Me lo aspettavo, sapevo sarebbe arrivato ma è stata comunque una sorpresina sgradevole. Accedo dall’iPhone al Corriere della Sera versione mobile. Mi compare il temuto annuncio dalla grafica stile necrologio: «stai per entrare in un’area riservata». Se vuoi vedere il cammello, caccia la lira. 9 centesimi a pagina che, con la fruizione che faccio io abitualmente del Corriere, significa mi conviene di gran lunga prendermi il mal di pancia di comprare la carta, che spendo la metà. Potrei passare a Repubblica sul mobile, non fosse che il contenuto di notizie “free” è stato seriamente depauperato. Quattro notizie in croce, poca roba. L’alternativa è l’applicazione – anch’essa paywallata, poco poco siamo sui 4 euro al mese, così come per il Corriere. Il mio amato New York Times tra un po’ si farà pagare anch’esso e non sarà l’ultimo. Lo dicevo io, che stava arrivando.

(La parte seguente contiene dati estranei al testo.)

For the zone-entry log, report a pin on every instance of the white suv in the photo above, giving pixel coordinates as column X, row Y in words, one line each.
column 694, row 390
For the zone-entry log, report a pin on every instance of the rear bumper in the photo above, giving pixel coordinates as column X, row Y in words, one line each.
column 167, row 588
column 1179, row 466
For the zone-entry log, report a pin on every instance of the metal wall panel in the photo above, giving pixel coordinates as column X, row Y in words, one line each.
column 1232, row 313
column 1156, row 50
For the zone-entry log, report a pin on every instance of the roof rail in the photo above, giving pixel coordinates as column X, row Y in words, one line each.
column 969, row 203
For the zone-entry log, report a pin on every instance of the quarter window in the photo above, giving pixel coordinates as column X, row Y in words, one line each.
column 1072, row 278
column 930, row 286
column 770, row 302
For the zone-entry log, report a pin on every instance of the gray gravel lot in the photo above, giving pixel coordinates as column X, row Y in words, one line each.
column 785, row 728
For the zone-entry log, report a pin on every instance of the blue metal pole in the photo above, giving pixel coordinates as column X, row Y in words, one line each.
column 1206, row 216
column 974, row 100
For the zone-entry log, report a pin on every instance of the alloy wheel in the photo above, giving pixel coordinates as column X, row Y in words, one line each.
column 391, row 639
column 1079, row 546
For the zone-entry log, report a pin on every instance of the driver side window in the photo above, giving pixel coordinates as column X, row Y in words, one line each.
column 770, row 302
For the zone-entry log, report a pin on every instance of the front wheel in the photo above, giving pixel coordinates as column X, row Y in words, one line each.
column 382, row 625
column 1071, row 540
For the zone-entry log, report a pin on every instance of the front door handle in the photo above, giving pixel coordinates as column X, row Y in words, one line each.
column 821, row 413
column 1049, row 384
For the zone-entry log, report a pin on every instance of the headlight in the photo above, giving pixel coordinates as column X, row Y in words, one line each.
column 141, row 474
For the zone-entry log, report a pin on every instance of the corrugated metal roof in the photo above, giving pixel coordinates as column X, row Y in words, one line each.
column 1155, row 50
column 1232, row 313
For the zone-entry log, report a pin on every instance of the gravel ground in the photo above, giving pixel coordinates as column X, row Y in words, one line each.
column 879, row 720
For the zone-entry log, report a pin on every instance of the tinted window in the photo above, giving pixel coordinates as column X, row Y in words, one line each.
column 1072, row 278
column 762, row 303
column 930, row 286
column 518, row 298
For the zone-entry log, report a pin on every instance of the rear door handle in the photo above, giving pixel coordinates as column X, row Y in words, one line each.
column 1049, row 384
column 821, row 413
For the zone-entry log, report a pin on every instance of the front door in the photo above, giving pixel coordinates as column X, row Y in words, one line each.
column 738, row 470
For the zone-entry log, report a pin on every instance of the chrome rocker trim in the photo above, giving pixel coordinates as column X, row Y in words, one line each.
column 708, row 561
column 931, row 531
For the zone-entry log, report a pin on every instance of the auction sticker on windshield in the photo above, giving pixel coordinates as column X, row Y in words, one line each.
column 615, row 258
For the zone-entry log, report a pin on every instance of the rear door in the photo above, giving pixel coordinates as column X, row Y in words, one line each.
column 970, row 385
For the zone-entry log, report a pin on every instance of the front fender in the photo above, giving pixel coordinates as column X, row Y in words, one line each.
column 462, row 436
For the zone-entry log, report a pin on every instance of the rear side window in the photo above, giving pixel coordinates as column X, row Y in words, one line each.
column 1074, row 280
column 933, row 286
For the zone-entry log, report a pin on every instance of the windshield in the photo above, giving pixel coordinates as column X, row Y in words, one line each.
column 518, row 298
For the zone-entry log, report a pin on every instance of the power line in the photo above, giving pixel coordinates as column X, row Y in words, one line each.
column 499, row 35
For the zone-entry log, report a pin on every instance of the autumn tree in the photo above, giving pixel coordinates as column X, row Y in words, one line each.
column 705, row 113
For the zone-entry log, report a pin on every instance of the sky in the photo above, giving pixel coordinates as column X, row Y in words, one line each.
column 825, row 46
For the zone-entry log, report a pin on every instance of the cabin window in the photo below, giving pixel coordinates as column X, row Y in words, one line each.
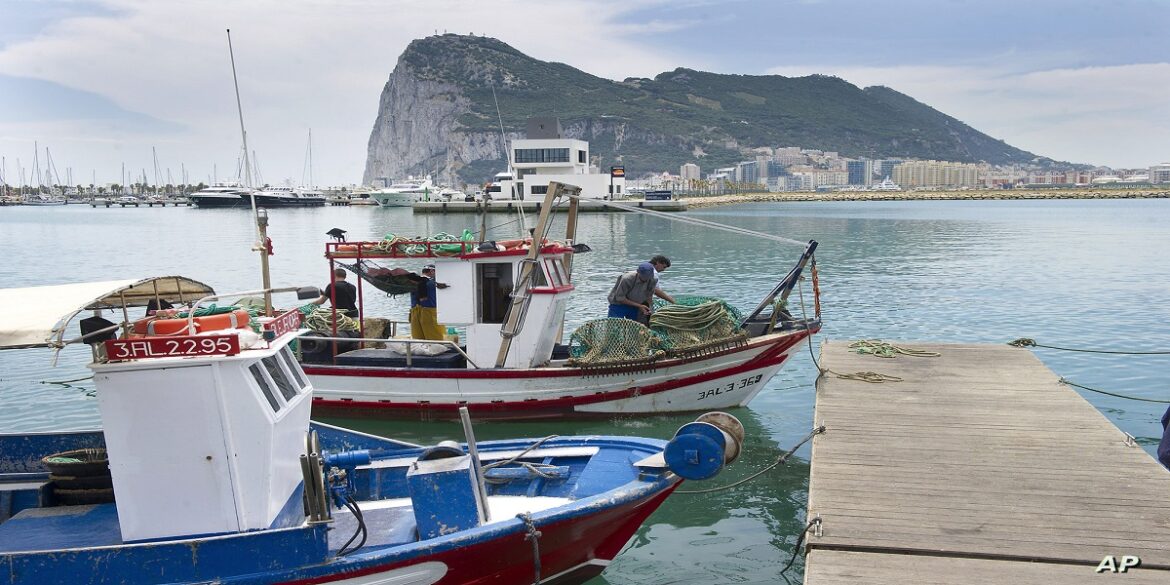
column 542, row 156
column 556, row 272
column 494, row 290
column 282, row 382
column 538, row 276
column 287, row 357
column 262, row 382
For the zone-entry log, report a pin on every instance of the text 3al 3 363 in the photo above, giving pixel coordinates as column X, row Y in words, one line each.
column 743, row 383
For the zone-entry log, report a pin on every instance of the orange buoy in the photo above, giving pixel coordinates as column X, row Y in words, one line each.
column 238, row 318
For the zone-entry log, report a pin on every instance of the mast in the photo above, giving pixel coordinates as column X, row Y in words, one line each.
column 261, row 221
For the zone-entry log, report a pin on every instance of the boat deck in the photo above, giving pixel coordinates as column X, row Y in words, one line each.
column 509, row 206
column 979, row 467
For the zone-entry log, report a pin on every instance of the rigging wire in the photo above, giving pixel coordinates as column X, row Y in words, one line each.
column 1024, row 342
column 697, row 221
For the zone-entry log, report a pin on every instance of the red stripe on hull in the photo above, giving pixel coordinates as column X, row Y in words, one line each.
column 537, row 408
column 508, row 559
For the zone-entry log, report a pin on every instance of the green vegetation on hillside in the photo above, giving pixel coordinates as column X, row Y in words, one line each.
column 666, row 118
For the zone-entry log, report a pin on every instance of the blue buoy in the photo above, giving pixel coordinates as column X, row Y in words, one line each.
column 700, row 449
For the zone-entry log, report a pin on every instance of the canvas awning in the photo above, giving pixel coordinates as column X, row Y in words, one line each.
column 38, row 316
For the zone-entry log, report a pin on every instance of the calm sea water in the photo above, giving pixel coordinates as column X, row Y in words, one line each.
column 1076, row 274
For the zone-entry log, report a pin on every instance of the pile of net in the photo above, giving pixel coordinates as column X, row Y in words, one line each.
column 440, row 245
column 692, row 323
column 403, row 282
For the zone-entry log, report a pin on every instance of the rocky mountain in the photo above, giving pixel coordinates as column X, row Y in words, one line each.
column 438, row 115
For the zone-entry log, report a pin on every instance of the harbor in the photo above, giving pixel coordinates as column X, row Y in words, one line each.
column 534, row 206
column 975, row 465
column 948, row 286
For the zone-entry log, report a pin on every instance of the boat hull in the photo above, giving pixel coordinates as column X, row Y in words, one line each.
column 218, row 201
column 575, row 541
column 720, row 379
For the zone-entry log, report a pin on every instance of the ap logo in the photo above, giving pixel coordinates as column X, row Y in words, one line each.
column 1113, row 565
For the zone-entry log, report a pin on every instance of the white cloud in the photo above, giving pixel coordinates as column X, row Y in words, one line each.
column 301, row 66
column 1116, row 116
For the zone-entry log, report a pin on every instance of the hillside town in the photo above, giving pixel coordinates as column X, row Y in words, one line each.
column 791, row 169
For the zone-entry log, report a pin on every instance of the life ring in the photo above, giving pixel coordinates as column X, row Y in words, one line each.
column 238, row 318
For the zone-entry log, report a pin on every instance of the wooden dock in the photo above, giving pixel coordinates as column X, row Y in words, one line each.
column 534, row 206
column 979, row 467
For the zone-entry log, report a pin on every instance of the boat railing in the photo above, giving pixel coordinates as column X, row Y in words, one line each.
column 399, row 247
column 407, row 343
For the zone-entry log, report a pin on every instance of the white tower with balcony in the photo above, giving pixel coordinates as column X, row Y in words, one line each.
column 548, row 156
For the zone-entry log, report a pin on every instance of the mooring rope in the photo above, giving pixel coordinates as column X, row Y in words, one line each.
column 1062, row 380
column 779, row 461
column 534, row 535
column 66, row 383
column 881, row 349
column 869, row 377
column 796, row 550
column 1025, row 342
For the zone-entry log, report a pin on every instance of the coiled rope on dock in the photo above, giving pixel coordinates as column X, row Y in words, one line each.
column 1025, row 342
column 881, row 349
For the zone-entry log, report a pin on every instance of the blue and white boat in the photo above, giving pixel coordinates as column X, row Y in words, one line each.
column 207, row 468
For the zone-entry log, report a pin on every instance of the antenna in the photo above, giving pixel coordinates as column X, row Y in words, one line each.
column 503, row 143
column 243, row 135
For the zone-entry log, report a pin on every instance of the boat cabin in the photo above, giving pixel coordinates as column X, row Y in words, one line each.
column 204, row 431
column 510, row 295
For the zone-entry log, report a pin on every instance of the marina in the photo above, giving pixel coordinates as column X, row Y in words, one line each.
column 234, row 506
column 977, row 463
column 951, row 259
column 534, row 206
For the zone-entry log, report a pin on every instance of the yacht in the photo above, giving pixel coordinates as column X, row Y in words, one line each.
column 222, row 194
column 405, row 193
column 41, row 199
column 286, row 197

Una questione di soldi, tanti soldi

Certo, non mi fa piacere. L’animale economico che è in me rimpiange la perdita di contenuto gratuito. Ma quello che più di tutto mi disturba non è il dover pagare. Al di là delle inevitabili reazioni emotive ed ideologiche, sta di fatto che se la pubblicità non regge più il modello dei quotidiani online, i soldi con cui pagarsi il servizio è lecito che li facciano saltare fuori da qualche altra parte – e il modello del pay per content è sempre lì in agguato. Quello che però mi disturba è che questo sistema riporta molto indietro il mio orologio del confronto delle fonti. Mi inibisce la possibilità di sentire diverse campane, di accedere a più testate, di consumare abbondanti quantità di informazione. Questo modello, sorry, mi sa che non funzionerà.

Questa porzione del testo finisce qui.